Governments around the world are trying to overhaul international tax treaties to stop big corporations siphoning off profits into low-tax havens, but UK Chancellor of the Exchequer George Osborne broke cover on Wednesday to announce his own changes next year.

However, tax experts said that the move, in response to growing outrage over how little tax some big corporations pay, would be difficult to enforce unilaterally.

“We will make sure that big multinational businesses pay their fair share,” Osborne said in a half-yearly budget statement.

The tax is to be set at a rate of 25 percent.

“Some of the largest companies in the world, including those in the tech sector, use elaborate structures to avoid paying taxes,” he told parliament.
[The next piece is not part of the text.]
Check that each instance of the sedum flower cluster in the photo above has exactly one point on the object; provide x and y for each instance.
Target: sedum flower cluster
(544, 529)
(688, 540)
Companies including Google, coffee shop chain Starbucks and Internet retailer Amazon have paid minimal corporate tax in the UK by shifting revenues to low-tax jurisdictions, for example by using a system of internal payments.

Deloitte tax policy head Bill Dodwell said he saw the tax as the first step towards wider international corporate tax changes that are being thrashed out by governments.

“It will have to be done in a manner that is compatible with the way the international corporate rules are changing, and the UK is just going a bit early,” he said.

Osborne said he would introduce the tax on profits generated by multinationals “from economic activity here in the UK which they then artificially shift out of the country” in April next year.

Details about how the tax is to be levied are to be published on Wednesday next week.

Osborne said the UK was leading the world in taking such a step, and he predicted the new Diverted Profits Tax would raise more than £1 billion (US$1.6 billion) over the next five years.

Toby Ryland, partner at HW Fisher & Company chartered accountants, said the so-called “Google tax” sounded great in principle, but was unlikely to give the average multinational much cause for concern.

“In reality, many of the UK’s double tax treaties with other countries dictate where profits can be taxed,” he said.

The target to raise more than £1 billion over five years appears modest compared with the profits made by some multinationals.

Google, for example, had UK revenue of US$5.6 billion and a profit margin of about 25 percent last year, according to its annual report. That would result in profit of about US$1.4 billion, and a tax bill at 25 percent of about US$350 million.

It paid £20.4 million of corporation tax on its profits that year, according to accounts filed at Companies House in London.

British Chief Secretary to the Treasury Danny Alexander told reporters that the UK could introduce the tax without changes to international agreements on tax treaties.